Just as a fingerprint can identify a person, our food detectives are working to stamp out food fraud by using isotopes to trace food from the paddock to the plate.
Olive oil being poured from a bottle into a small dish with fresh olives alongside the dish

We’ve got the good oil on tracing your food’s provenance.

Is that extra virgin Italian olive oil in your cupboard really made from olives that grew under the Mediterranean sun? There are countless cases of food fraud that get exposed each year, such as the recent discovery of adulterated honey in Australia, the 2008 contaminated milk scandal in China, ongoing reports of blended wines and coffees, and not-so-genuine barramundi uncovered at the local fish shop. When it comes to olive oil, Forbes reported in 2016 that up to 80 per cent of Italian olive oil is fake.

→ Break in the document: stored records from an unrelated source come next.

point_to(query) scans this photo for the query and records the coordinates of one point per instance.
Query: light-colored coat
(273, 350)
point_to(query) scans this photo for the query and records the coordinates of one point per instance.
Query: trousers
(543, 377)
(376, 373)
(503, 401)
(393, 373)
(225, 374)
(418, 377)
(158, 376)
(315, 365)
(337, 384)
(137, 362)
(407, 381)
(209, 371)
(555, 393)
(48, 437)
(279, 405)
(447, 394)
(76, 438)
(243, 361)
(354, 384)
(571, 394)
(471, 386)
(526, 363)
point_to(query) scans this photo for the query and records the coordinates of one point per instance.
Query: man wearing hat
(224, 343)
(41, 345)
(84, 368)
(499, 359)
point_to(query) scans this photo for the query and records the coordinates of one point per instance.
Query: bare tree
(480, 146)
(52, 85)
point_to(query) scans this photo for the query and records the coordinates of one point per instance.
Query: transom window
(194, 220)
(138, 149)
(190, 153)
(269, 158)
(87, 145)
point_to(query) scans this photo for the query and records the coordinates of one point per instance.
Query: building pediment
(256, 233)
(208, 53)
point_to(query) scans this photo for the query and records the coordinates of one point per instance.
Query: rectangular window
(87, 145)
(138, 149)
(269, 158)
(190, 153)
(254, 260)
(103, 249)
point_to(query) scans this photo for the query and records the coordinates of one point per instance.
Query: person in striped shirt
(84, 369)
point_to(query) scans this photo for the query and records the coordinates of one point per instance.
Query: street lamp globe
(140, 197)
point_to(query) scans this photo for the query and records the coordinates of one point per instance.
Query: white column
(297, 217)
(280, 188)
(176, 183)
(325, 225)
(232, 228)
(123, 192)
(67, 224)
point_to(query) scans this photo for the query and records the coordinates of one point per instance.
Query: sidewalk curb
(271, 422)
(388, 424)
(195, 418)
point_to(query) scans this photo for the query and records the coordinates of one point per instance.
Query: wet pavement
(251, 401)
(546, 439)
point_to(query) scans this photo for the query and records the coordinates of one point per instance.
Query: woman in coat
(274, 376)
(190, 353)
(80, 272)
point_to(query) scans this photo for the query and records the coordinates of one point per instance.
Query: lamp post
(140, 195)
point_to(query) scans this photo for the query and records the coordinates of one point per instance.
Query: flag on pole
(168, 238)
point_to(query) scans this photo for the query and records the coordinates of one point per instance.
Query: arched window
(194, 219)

The cost of food fraud each year is estimated at more than 50 billion dollars. The collateral damage is that reputable producers lose sales and get driven out of the market. In Australia, we are fortunate. There is a high degree of confidence and trust in our food supply chain, from the farm to the supermarket. Our producers rely on this trust to stay in the market and fetch good prices for the food they grow. As consumers, by and large we believe our food is safe and of good quality.

So how do we catch out the fraudsters who add cheaper ingredients or substitute a premium brand with a lesser alternative?  Sure, we have certification processes that use labelling and documentation to counter fraud but these may not fully verify the origin and authenticity of food or may not be totally legitimate.

Enter our food detectives. Working with the Australian Nuclear Science and Technology Organisation (ANSTO), we’ve figured out a way to trace food from the paddock to the plate. Just as a fingerprint can identify a person, we’ve found that food has a unique signature if you know where to look: at the isotopes. Isotopes are atoms that occur everywhere in nature, including in animal and plant tissues. They are useful in tracing food because their ratios vary depending on where, how and under what conditions a food was produced. Isotopes come together in a unique combination called a Terron that can pinpoint the water source, soil and landscape where a product was grown.

Following the scent

Tracking the origin of food is only half the job of a food detective. To catch out food fraud, they need to be able to trace food across all points of a supply chain so they can identify where tampering, substitution or adulteration is occurring.

Distributed ledger such as blockchain technology makes this possible by enabling the Terron signature for an individual product to be cross-checked at all points along a supply chain.

The pressing issue: how soon will I know if my olive oil is indeed 100 per cent Italian or if it originates from northern Africa? Well, the scientists are currently developing and validating the methods that will analyse all this data and enable national regulators and manufacturers to verify their traceability systems. So it’s going to take a few years. But the work of the food detectives will mean we can feel confident about the authenticity of the food we buy. And producers can get premium prices for the quality food they grow.